Para peserta nampaknya begitu senang mengikuti Sekolah Jurnalis yang diadakan PEMBEBASAN (Pusat Perjuangan Mahasiswa Untuk Pembebasan Nasional), terselenggara pada tanggal 25-26 Januari 2014, di Kaliurang, Yogyakarta. Acara seperti ini sangat jarang aku ikuti, tak salah aku berteman dengan X yang tetap sabar mengajakku untuk mengikuti acara organisasinya.

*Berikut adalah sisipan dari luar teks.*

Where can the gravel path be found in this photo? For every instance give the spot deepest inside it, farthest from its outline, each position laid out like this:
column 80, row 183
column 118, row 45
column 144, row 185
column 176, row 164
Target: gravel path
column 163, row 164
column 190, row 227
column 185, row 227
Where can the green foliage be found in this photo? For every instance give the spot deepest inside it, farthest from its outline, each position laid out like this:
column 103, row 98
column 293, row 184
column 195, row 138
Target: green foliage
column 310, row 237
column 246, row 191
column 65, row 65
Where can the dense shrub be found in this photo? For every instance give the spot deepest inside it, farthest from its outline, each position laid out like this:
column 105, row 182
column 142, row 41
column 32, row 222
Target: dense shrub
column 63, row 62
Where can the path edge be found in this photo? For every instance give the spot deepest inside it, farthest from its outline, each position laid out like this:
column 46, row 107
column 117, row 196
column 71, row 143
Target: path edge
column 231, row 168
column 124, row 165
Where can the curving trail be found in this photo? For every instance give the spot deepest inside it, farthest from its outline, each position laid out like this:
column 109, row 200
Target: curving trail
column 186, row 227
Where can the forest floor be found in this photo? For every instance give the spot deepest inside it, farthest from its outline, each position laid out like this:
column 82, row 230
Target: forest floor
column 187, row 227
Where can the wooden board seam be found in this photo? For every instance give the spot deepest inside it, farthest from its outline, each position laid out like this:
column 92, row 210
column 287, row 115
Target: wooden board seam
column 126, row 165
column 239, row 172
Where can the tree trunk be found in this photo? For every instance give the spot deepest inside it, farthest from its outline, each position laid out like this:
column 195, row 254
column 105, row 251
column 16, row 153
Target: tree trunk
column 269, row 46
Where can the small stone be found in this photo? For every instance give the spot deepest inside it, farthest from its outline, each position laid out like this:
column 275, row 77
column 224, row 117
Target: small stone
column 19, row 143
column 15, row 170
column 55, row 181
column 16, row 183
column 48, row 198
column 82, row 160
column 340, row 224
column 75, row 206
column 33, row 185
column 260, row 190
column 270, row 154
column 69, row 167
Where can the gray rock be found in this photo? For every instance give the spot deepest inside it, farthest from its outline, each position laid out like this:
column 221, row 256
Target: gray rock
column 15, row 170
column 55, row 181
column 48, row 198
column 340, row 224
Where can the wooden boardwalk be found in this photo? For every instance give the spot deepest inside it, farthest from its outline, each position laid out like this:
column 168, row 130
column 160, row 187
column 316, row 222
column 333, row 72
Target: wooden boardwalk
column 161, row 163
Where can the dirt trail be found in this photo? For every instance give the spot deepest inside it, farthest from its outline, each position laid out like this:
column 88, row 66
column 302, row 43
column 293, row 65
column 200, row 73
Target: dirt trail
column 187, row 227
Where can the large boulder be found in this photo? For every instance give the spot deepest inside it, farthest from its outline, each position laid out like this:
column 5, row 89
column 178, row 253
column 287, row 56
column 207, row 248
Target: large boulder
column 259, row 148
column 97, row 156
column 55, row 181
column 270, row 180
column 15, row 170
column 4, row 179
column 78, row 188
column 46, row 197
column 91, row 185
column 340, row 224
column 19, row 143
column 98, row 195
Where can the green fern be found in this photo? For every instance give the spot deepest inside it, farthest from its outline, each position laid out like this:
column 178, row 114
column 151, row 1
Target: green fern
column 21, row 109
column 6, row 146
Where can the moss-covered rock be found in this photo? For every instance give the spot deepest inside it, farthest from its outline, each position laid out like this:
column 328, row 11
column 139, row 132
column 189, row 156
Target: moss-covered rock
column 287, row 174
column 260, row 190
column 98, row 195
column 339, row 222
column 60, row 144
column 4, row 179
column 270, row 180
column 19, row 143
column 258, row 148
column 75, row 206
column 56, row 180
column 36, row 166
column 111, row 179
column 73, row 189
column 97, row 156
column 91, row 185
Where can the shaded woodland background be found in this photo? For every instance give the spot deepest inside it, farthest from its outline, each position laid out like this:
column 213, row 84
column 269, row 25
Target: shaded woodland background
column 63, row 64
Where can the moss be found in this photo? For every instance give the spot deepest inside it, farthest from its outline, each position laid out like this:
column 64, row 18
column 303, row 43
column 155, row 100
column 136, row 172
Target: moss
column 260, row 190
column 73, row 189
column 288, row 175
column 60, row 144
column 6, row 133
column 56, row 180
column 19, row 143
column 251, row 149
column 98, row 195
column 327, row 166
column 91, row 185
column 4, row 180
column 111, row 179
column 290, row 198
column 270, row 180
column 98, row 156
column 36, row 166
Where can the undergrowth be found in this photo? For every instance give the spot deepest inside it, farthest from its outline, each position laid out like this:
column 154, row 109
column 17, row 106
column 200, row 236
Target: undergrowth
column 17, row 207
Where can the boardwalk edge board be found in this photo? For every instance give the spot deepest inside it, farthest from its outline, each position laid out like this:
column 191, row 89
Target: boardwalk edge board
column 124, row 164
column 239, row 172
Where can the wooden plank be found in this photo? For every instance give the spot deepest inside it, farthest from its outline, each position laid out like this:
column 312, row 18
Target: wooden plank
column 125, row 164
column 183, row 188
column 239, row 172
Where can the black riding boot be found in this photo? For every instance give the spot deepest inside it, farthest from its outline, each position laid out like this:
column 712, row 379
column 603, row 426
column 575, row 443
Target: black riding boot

Walaupun baru kali ini aku mengikuti ajakannya dan berkumpul dengan kawan-kawanya yang tak pernah aku lihat sebelumnya wajah mereka, namun berada di tengah mereka aku merasa seperti manusia seutuhnya, berkata jujur, sepahit apapun itu, seperti yang diucapkan fasilitator diskusi tadi sore, yang mengatakan keluhannya tentang pendidikan di negeri ini. “Dari sejarah bangsa ini, pendidikan yang ada hanya dapat dinikmati oleh mereka yang tergolong ningrat, bahkan sampai hari ini, si miskin tak dapat duduk di ruang kelas mendengar dosen bicara, yang tak pernah dilihat anak didiknya.” Begitulah yang dikatakan fasilitator tadi sore, saat mengisi materi tentang sejarah dan situasi pendidikan di Indonesia.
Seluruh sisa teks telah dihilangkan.